The service can be used by the electric-vehicle-charging-station owner — such as a utility, a commercial building owner or an employer — to manage the rates and billing of the service, recoup the investment of getting the stations installed and track the usage of the stations. A charging station can cost anywhere from $2,500 to $6,000, depending on the features of the equipment, according to a recent report from the Electric Power Research Institute (EPRI).
A corporate customer like Google, which installed 70 Coulomb EV charging stations at its headquarters, can monitor how many carbon emissions it’s saving with its installation, and it can also dig into the data to learn more about electric-vehicle charging habits (something Google has been particularly keen to learn about).

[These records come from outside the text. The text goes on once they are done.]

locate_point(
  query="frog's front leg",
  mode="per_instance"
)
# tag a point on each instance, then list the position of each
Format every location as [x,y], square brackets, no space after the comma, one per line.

If electric vehicles ever become mainstream, utilities will have to manage the charging times and rates so that EVs don’t overload the grid in certain neighborhoods. The cloud-based Coulomb services will enable utilities — like current customers Austin Energy and Orlando Utilities Commission — to manage EV charging alongside their grids. According to the EPRI report, five utilities already have done a lot of research on how to provide management services of EVs: Southern California Edison, Detroit Edison, Progress Energy, Georgia Power and Sacramento Municipal Utilities District.
Internet companies and automakers are also looking to build cloud-based car-connected services. Microsoft and Toyota announced earlier this year that they’ll jointly invest $12 million in a bid to build a cloud-based platform that will connect cars, homes and electrical smart grids. Eventually, Toyota says, nonelectric cars could be connected into the service, too.
Using the cloud to connect cars and EVs makes sense, as there will continue to be more and more data associated with these essentially extra-large and expensive devices. GM’s electric car, the Volt, has 10 million lines of code and an IP address. Keeping EVs connected to the cloud via wireless networks also could be a valuable tool to fight range anxiety, or the perception that an EV’s battery has limited range and will run out of power, leaving the driver stranded.